Basta solo che il manovratore sia scaltro. Di questi tempi, mentre l’Europa sembra vacillare sotto la spinta di una crisi economica endemica e sotto l’urto di spinte disgregatrici sempre più frequenti e da molte parti, forse sarebbe il caso di riscoprire il valore di quelle parole, che recitiamo nella nostra Preghiera, là dove si fa riferimento alla “nostra millenaria civiltà cristiana”. Cominciando a domandarci: cos’è Europa? Dove comincia, dove finisce? Perché la Russia lo è, ma non la Siberia, ad esempio? E nell’Atlantico, quali isole vi appartengono e quali no? È chiaro che il concetto di Europa solo secondariamente è geografico, primariamente esso è culturale e morale.
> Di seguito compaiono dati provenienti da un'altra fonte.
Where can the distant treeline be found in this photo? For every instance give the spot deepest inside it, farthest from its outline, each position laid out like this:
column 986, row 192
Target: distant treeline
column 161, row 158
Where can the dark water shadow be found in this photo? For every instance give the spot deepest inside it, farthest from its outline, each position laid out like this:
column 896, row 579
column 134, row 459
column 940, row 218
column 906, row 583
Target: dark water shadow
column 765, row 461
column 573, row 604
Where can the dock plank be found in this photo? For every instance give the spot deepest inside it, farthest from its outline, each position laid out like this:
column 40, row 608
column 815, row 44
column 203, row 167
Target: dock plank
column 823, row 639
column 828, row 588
Fu a partire dall’VIII secolo, dopo che l’islam aveva conquistato il Mediterraneo del Sud, che Carlo Magno concepì l’idea di un Impero Romano Sacro, che aveva come fondamento la filosofia greca, come legge il diritto romano e come religione la fede cristiana. Questo impero, che si spinse pian piano sempre più a Nord divenne il cuore di quella che oggi chiamiamo Europa. A Oriente, l’impero romano che resistette a Bisanzio fino alla vittoria dei musulmani nel 1453, si era nel frattempo spinto verso i Paesi slavi portando la stessa cultura. Ed è a partire da quella data che la Russia, mettendo in piedi un nuovo patriarcato allargò definitivamente i confini della grande realtà culturale europea.

Oggi siamo qui a constatare che la dimensione spirituale dell’Europa è arrivata al capolinea. Da una parte, dalla religione si è decaduti al culto della tecnica, della nazione e del militarismo. In parole povere, nel secolarismo. Dall’altra c’è una «strana mancanza di voglia di futuro. I figli, che sono il futuro, vengono visti come un problema per il presente. Essi ci portano via qualcosa, si pensa. Essi non sono avvertiti come una speranza, ma come un limite» (Benedetto XVI). Come uscirne? Ci sono gli apocalittici che non vedono alcuna via d’uscita.

Come tutte le cose che hanno una conclusione, così pensano sia dell’Europa. Secondo questi, altri verranno e altre spiritualità daranno nuovo futuro. Ma ci sono anche coloro che pensano che la parola fine non sia l’ultima. Anche la rivoluzione francese tentò di spazzare via questa identità, ma alla fine fu essa stessa ad essere spazzata via. Saranno invece uomini di valore e realtà sociali dotate di una coscienza illuminata ad aiutare l’Europa ad attraversare i marosi di questo momento storico, salvandone l’identità culturale. Ecco perché gli alpini parlano di una millenaria civiltà cristiana da custodire e difendere. Pronti e disponibili a dire: presente!